In reality, even what is being predicted at this time could be a conservative estimate, all considered.

One recent Associated Press article described the situation this way: “The pandemic has made things worse. Lockdowns have shut off lights and computers in offices and schools, sapping demand for electricity provided by coal-fired power plants.”

The article noted that coal “companies have temporarily suspended operations at mines in Pennsylvania, Illinois and Virginia to stop the spread of the virus. Some miners are only working two or three days a week.”

Meanwhile, analysts are predicting more coal company bankruptcies as the economy continues to dive; coal-mining shares have collapsed in the past year, several being down 90 percent from the previous year.

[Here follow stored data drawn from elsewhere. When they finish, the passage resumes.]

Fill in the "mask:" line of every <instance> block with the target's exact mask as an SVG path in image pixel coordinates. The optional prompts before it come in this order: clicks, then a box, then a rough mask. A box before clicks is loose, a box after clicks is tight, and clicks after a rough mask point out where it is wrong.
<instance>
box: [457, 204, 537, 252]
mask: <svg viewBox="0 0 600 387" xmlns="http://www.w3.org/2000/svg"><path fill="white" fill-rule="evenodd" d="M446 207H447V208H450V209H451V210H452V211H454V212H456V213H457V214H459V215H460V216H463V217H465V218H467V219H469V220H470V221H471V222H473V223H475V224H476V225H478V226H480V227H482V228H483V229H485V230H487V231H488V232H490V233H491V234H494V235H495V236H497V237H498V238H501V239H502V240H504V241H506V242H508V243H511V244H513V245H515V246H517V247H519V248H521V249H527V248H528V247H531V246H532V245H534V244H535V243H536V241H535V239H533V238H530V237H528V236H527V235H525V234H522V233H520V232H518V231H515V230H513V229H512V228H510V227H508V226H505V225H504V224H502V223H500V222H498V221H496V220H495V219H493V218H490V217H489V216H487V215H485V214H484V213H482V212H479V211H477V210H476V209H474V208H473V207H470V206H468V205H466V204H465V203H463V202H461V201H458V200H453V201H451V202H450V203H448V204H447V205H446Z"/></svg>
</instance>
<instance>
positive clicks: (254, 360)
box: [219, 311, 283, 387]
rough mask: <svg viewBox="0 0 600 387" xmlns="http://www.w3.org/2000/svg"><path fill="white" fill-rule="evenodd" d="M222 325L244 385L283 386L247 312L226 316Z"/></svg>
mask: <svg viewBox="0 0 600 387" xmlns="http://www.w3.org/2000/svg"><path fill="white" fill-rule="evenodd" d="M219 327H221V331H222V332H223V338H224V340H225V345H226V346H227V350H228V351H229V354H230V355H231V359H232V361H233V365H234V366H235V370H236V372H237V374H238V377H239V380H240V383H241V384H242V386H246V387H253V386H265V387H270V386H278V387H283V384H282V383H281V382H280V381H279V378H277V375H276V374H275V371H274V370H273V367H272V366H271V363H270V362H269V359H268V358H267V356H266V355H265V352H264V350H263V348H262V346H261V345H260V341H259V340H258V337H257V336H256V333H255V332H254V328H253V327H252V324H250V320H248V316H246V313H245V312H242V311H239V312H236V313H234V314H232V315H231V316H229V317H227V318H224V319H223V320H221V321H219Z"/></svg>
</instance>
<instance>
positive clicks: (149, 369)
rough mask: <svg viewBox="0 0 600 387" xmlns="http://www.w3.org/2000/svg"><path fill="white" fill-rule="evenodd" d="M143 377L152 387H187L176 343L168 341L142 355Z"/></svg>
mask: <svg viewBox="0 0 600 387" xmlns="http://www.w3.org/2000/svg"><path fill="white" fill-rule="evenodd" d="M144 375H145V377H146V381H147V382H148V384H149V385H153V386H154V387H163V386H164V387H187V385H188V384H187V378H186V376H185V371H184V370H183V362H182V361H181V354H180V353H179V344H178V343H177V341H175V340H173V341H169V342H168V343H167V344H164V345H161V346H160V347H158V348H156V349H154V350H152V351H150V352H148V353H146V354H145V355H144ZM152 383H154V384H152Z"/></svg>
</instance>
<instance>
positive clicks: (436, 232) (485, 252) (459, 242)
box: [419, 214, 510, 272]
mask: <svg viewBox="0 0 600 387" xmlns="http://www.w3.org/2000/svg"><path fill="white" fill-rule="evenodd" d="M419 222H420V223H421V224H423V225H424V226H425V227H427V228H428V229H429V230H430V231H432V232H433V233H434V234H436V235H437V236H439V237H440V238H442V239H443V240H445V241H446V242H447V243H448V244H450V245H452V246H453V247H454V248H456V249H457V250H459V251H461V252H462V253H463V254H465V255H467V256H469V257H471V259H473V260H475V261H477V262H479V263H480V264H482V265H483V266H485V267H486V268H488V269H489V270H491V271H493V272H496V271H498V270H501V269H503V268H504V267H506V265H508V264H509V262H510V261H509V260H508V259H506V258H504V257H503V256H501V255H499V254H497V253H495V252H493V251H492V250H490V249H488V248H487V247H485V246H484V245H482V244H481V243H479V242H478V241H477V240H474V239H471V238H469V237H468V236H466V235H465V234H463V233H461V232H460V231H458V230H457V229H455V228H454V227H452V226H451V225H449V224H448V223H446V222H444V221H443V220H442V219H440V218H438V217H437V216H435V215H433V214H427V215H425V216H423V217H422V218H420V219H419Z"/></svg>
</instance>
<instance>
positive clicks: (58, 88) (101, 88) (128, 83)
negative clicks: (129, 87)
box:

“It will simply be that renewables and gas will keep their market, and coal, being the more expensive fuel, is going to get pushed out even more than it would,” said Seth Feaster, of the Institute for Energy Economics and Financial Analysis.

An article in the May 2-3 edition of the Wall Street Journal recalled that in 2008, coal generated half of U.S. electricity, but now it is below 20 percent for the first time in 50 years.

Still, it isn’t just the coronavirus that has many coal companies fearing what lies ahead and hoping for no small amount of federal government support. Some of the basis for the current fears rests with what, in hindsight, were serious errors by the coal companies themselves.

Back in 2017 and 2018, years that the Journal described as “pretty good ones,” because of a surprise resurgence of coal prices and a bump in exports that provided a boost to company profits, coal producers spent billions of dollars on dividends and stock buybacks to benefit their investors, rather than saving the money for tough times — times like now.

Nevertheless, those errors do not stack up against the horror and uncertainties that COVID-19 is inflicting across this country.

It can be said that an infusion of federal money would help the coal industry temporarily, but that positive impact would dissipate if COVID-19 is not eradicated.

The “bad vibes” surrounding coal are not going to go away anytime soon. Unfortunately, the rest of the country is not being spared, either.